XV
К этому моменту захватывающего повествования О’Мэлли тени сентябрьского вечера почти дотянулись до нас от Круглого пруда. Под деревьями стало прохладно, и многочисленные «прыг-скок»-детишки, как он их обозначил, отправились уже по домам распивать чаи или что они там еще пьют-едят в шесть часов вечера в Лондоне.
Мы двинулись пешком домой, в Найтсбридж73, Теренсу пришлась по душе мысль самим приготовить ужин. Для этого у него тоже было свое название — «вечера у горшка с варевом». Они отдаленно напоминали нам поездки на природу, хотя, надо признаться, в комнатке, похожей на клетку, «варево» никогда не имело того неповторимого вкуса, как на лесной опушке, когда на пологе палатки собиралась роса, а дым от костра мешался с запахами земли и палой листвы.
Мы миновали гротескное сооружение напротив Альберт-холла74, ярко высвеченное последним лучом заката, О’Мэлли содрогнулся. Мы еще находились под очарованием сияющего сицилианского полдня в каюте парохода, и двойной конус Этны, казалось, возвышался за золочеными шпилями безвкусного мемориала. Я бросил взгляд на приятеля. Его голубые глаза сияли отражением иного заката — над забытыми, древними, далекими сценами юности мира.
Облик друга таил в себе во время этой молчаливой прогулки до дома особую магию, мы оба не проронили ни слова, чтобы не нарушить ее. Из-под его широкополой старой шляпы выбивались нестриженые волосы, а выцветший сюртук серой фланели был словно тронут сумеречными тенями от диких олив. Заметил я и заостренную форму его ушей, кончики которых исчезали под волосами. Походка Теренса была пружинистой, легкой, неслышной, как если бы он двигался по травянистому покрову, а отпрыгнув в сторону, попал бы не под колеса автобуса, а в заросли папоротников на мягком мху. Разворот его плеч совсем не подходил квадратам улиц и домов. По прихоти фантазии перед моим умственным взором предстал фавн, который пробирался по лесным полянам попить из озерка, а в памяти всплыли строки Элис Корбин75, которые я стал нашептывать вслед О’Мэлли:
Аркадии какие знавала я луга
Где словно ниоткуда ветер веял
И, отклоняя тьмы покров,
Являл он мне фиалковое море —
И фавновы глаза глядели
Из-под твоих кудрей?
Все это оттого, что, пока его ноги шагали по Хилл-стрит и Монпелье-сквер, мыслями и духом он витал в призрачном саду начала времен, которого неизменно жаждал. А я подумал о завтрашнем дне — о своем столе в страховой компании, клерках с напомаженными, зачесанными назад волосами, неотличимо одинаковых, с аккуратно подвернутыми брюками, чтобы виднелись цветные носки, недавно купленные на распродаже, с карманами, полными дешевых сигарет, и головами, забитыми мыслями о размалеванных актрисах и именах скаковых лошадей! Страховая компания! Весь Лондон выплачивает ежегодный взнос, чтобы предохранить себя от самого интересного момента в жизни. Откуп от свободы и избавления!

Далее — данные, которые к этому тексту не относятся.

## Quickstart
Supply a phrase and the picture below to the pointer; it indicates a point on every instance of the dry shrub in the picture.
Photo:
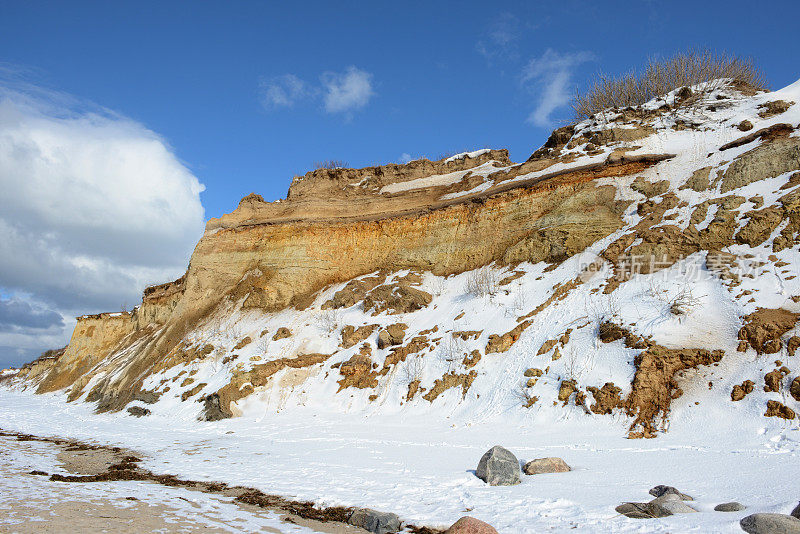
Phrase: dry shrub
(331, 164)
(482, 282)
(660, 76)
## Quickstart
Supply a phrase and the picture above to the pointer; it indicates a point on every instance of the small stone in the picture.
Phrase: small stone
(770, 524)
(546, 465)
(470, 525)
(745, 125)
(729, 507)
(499, 467)
(660, 490)
(374, 521)
(138, 411)
(673, 503)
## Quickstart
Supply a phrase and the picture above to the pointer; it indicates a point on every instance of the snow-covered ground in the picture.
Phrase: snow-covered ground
(422, 468)
(300, 436)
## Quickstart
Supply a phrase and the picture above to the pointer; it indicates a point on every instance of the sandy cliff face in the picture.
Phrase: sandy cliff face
(370, 282)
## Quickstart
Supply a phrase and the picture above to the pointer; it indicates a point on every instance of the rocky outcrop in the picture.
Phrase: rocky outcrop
(498, 467)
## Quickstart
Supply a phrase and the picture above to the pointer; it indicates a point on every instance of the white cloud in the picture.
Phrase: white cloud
(283, 91)
(346, 91)
(550, 77)
(93, 206)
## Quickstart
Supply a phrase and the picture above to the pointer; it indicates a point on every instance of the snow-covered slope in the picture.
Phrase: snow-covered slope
(642, 314)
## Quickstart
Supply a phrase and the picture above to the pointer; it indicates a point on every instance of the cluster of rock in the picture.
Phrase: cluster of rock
(499, 467)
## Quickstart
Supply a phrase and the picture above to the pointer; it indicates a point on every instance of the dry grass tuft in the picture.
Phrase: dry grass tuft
(660, 76)
(330, 164)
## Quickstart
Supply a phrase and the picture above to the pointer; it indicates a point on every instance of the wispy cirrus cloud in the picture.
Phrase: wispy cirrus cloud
(283, 91)
(549, 78)
(340, 92)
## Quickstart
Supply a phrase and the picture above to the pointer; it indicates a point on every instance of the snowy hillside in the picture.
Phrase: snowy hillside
(676, 321)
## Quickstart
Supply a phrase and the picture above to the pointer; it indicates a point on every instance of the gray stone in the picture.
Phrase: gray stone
(499, 467)
(546, 465)
(765, 161)
(660, 490)
(642, 510)
(374, 521)
(770, 524)
(673, 503)
(729, 507)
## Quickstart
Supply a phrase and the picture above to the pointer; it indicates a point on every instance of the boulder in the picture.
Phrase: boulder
(546, 465)
(642, 510)
(729, 507)
(770, 524)
(374, 521)
(673, 503)
(498, 467)
(470, 525)
(660, 490)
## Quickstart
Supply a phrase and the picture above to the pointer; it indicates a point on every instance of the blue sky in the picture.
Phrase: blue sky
(445, 76)
(137, 121)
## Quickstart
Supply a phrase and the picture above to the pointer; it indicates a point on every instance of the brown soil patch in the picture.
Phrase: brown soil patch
(243, 383)
(352, 335)
(776, 409)
(606, 398)
(451, 380)
(282, 333)
(742, 390)
(774, 380)
(763, 329)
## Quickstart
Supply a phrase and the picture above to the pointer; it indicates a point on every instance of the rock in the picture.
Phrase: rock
(740, 391)
(566, 389)
(374, 521)
(138, 411)
(673, 503)
(392, 335)
(660, 490)
(282, 333)
(729, 507)
(499, 467)
(642, 510)
(794, 389)
(546, 465)
(770, 524)
(470, 525)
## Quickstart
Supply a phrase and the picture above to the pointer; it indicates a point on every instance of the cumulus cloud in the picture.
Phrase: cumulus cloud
(283, 91)
(550, 78)
(347, 91)
(340, 92)
(93, 207)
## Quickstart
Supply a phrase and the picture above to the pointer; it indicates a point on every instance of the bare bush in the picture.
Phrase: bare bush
(660, 76)
(329, 319)
(331, 164)
(524, 395)
(482, 282)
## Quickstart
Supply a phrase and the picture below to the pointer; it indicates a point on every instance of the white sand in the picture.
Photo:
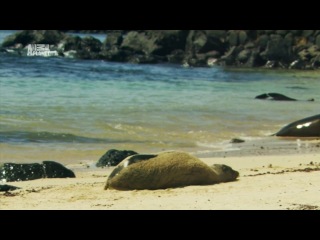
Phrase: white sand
(295, 188)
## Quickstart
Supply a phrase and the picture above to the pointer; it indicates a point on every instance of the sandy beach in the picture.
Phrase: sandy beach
(272, 181)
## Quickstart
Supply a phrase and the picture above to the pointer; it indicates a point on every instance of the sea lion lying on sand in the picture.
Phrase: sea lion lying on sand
(166, 170)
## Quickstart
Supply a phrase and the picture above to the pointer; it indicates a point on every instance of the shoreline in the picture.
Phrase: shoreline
(270, 181)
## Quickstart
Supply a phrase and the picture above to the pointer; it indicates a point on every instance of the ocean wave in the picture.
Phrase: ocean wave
(49, 137)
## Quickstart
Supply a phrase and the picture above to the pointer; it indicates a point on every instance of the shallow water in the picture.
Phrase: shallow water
(73, 110)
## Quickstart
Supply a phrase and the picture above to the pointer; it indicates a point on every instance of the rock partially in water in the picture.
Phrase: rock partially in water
(113, 157)
(307, 127)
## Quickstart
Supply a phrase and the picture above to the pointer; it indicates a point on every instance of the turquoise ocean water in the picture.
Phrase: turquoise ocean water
(73, 110)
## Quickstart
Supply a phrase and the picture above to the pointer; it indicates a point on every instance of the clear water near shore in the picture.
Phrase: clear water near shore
(72, 110)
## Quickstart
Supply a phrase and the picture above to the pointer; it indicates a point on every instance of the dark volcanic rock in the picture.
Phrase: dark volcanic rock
(307, 127)
(56, 170)
(113, 157)
(21, 172)
(30, 171)
(34, 36)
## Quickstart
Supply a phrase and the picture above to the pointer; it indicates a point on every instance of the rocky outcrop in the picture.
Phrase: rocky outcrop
(6, 188)
(292, 49)
(29, 171)
(113, 157)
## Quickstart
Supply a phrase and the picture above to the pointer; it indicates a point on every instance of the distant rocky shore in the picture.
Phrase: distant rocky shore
(289, 49)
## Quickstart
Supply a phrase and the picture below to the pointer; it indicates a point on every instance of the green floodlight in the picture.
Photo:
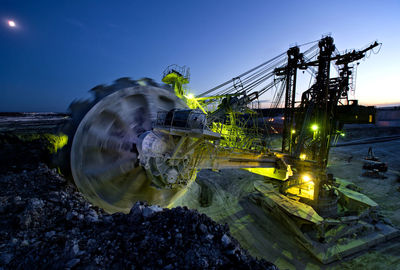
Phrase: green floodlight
(314, 127)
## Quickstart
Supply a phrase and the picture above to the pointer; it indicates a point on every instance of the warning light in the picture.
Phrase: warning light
(314, 127)
(11, 24)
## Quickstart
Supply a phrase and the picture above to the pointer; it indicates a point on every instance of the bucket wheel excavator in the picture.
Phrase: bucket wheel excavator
(138, 140)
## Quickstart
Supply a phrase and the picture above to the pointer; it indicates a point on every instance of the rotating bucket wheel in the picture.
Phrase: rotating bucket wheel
(104, 158)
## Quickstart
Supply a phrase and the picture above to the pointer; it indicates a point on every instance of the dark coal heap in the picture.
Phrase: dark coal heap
(45, 223)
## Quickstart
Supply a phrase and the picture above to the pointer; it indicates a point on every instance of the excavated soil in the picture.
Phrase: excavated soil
(45, 223)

Вне всякого сомнения, в этой гротескной и довольно мрачной игре именно магия личности моего приятеля обернула обычные приметы действительности делового мира в наших противников. Завтра, конечно же, все вновь станет реальным и зримым, без всяких шуток, а история О’Мэлли обернется поэтической выдумкой. Но в тот момент я проживал ее вместе с ним и находил великолепной.
Когда горшок с «варевом» опустел, мы сидели и курили на узком карнизе крыше дома-тюрьмы О’Мэлли, который всегда стремился на воздух, — захватив подушки, мы нередко устраивались на крыше возле одной из покрытых сажей труб под звездами, — и разговор этот я не забуду никогда. Жизнь создавалась заново. Меня окутала многократно умноженная сила величайшей волшебной сказки в истории человечества. И я уловил след реальности — страшной реальности! — в представлении, что тот величественный шар, где мы, словно насекомые, выглядываем каждый из своей ячейки в сотах, может быть телом божественного существа, мощным каркасом, вместилищем непостижимо огромного всеобщего коллективного сознания, намного превосходящего человеческое и совершенно отличного от него.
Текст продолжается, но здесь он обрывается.